En règle générale, internet n’est pas considéré comme un environnement totalement sécurisé et des tiers non autorisés peuvent accéder aux données transmises par son intermédiaire. Même si l’émetteur et le destinataire sont situés dans le même pays, l’information partagée par internet peut être transmise à travers les frontières internationales et envoyée dans un pays où le niveau de protection des données est plus faible que celui qui existe dans votre pays. Veuillez noter que nous déclinons toute responsabilité quant à la sécurité de vos données pendant leur transit par internet pour arriver sur voyance-ange-guardien.com.
Ces points mettent en question la validité universelle de ce concept psychanalytique. Claude Lévi-Strauss montre qu'une majorité des groupes humains pratiquent une forme d'exogamie, en s'appuyant sur des interdits souvent puissants. Ainsi le complexe d'Œdipe serait davantage à comprendre comme un concept social que biologique (« N'épouse pas ta sœur » signifiant alors « Donne ta sœur à une autre famille pour faire alliance avec elle »), ce que parfois Freud laisse pensern 5.[évasif]

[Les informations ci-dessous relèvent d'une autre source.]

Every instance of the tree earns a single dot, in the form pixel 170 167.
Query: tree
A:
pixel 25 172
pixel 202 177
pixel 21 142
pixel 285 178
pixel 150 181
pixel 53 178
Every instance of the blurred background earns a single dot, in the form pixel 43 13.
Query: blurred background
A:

Un autre don psychique liée à l'esprit est la télépathie. Le don de télépathie est populairement connu comme \"lecture de l'esprit.\" Une personne avec cette capacité peut lire les pensées des autres personnes et de communiquer avec une autre personne en utilisant uniquement l'esprit. Ce don psychique implique le transfert de pensées entre les êtres humains conscients - et même les animaux. Cette capacité psychique est la raison pour laquelle il ya des gens comme les dresseurs d'animaux, qui peuvent facilement travailler avec les animaux.
L’un des endroits où beaucoup de gens cherchent leurs réponses est à travers le domaine du psychique, par l’intuition et la connaissance intérieure de ceux qui ont puisé dans leurs propres capacités psychiques. La récente popularité des lectures psychiques a augmenté la visibilité de cette pratique ancienne, et apporté une nouvelle technologie pour la livraison des lectures psychiques.